On doit les craindre. Malheureusement, la France est impactée depuis des années par la culture américaine et, pas seulement par la culture Woke. Cette culture a imprégné notre société à tous les niveaux. Si l’on demande à n’importe quel jeune Français qui est son chanteur préféré ou sa marque préférée, ce sera toujours américain. Cette culture nous impacte de la pire des manières. On accepte un côté laxiste, un côté nauséabond de la culture américaine. Nous n’avons pas besoin de cela en France. Les deux structures de société sont radicalement différentes. Par exemple, en France il n’existe aucune ségrégation raciale, les communautés sont censées vivre ensemble. Ces idées ont amené à une communautarisation de la France, en particulier depuis que les flux de populations se sont accentués. La culture américaine est différente par cet aspect, puisque les populations ont toujours vécu en communautés avec des quartiers exclusivement composés de personnes noires, asiatiques, hispaniques ou blanches.

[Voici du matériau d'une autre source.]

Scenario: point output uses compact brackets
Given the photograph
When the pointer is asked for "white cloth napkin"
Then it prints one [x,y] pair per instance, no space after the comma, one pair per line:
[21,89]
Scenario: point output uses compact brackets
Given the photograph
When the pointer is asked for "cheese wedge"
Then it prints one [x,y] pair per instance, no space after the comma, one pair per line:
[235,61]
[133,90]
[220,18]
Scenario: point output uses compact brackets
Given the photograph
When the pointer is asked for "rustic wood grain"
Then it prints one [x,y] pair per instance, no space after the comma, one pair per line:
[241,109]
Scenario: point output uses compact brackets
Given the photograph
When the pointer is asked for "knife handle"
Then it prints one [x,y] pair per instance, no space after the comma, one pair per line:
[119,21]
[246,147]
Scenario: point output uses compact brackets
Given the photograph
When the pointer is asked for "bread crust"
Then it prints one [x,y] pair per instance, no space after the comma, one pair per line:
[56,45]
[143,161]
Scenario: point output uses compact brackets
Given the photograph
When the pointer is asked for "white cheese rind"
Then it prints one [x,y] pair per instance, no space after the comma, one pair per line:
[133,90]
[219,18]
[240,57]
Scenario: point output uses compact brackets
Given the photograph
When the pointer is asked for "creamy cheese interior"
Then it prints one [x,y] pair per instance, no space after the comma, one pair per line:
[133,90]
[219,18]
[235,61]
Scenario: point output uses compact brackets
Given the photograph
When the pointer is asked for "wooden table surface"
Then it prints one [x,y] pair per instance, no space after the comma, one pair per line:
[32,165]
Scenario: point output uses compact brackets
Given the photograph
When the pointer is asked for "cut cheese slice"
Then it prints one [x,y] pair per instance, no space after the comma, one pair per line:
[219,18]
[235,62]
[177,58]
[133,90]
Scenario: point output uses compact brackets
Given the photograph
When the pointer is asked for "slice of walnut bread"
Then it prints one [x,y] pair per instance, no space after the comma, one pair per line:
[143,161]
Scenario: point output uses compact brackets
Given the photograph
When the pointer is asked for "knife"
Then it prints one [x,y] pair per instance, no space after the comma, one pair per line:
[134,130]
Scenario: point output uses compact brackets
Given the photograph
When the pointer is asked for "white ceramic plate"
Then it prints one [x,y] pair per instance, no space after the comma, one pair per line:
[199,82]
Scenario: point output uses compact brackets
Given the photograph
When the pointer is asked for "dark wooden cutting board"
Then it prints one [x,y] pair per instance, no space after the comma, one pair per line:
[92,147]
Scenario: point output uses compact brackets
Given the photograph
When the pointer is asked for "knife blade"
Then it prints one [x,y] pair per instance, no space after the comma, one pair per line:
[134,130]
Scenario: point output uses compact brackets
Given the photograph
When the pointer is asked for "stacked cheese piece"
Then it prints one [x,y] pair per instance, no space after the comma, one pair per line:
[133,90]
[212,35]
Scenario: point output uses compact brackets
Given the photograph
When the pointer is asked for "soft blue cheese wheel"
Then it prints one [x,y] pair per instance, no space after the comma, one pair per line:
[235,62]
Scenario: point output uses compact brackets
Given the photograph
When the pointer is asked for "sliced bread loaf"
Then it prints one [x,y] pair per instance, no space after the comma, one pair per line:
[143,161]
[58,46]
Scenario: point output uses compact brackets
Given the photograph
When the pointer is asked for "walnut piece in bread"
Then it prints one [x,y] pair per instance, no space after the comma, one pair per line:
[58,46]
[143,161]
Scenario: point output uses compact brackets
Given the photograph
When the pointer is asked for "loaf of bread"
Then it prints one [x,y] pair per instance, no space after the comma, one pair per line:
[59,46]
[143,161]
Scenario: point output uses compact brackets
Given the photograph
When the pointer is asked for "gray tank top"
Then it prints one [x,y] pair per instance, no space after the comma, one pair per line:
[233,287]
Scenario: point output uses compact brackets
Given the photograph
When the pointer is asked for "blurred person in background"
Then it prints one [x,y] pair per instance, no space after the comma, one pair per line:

La France est-elle divisée avec toutes ces idées ? Le modèle français est-il en danger ?

Le modèle français est en danger dans la mesure où nous n’avons pas réussi à assimiler et intégrer les populations immigrées. Le communautarisme ne fait que prendre de l’ampleur. C’est parce que nous n’avons pas su expliquer aux personnes arrivées nouvellement en France qu’il fallait qu’elles s’intègrent, qu’elles agissent en citoyens et qu’elles respectent leur pays d’accueil, que ces personnes ne souhaitent pas s’intégrer. Ils considèrent que s’assimiler c’est effacer leur identité.

Sur la liberté d’expression, les mouvements dont nous parlions s’indignent du manque de liberté d’expression en France, quel est votre avis ?

C’est totalement lunaire qu’Assa Traoré se plaigne du manque de liberté d’expression dans la mesure où elle se permet de prendre la parole, de mettre une cible dans le dos des policiers qui ont procédé à l’interpellation de son frère en publiant leur photo, en publiant leurs noms. Les personnes qui défendent sa cause sont susceptibles d’aller agresser en représailles ces policiers. Elle se place en symbole de la personne muselée alors qu’elle ne fait que s’exprimer. Elle se mêle à toutes les manifestations – dont la plupart qui n’ont aucun lien avec son combat – dans lesquelles elle prend la parole et s’exprime. C’est aussi une personne qui a une tribune importante dans les médias mais aussi paradoxalement celle qui se plaint le plus d’un manque de droit de parole. La réalité est qu’il existe une forme de censure quand on ne pense pas comme l’opinion majoritaire – de gauche. Par exemple, je suis considéré comme noire par cette gauche, assimilée, mais comme je ne me place pas dans une posture de victime du racisme et du système de notre pays alors on ne me donne pas la parole. Pire, je reçois très régulièrement des menaces de mort, de viols et de violences. Il y a un réel problème de liberté d’expression dans notre pays mais pas du camp que l’on pense…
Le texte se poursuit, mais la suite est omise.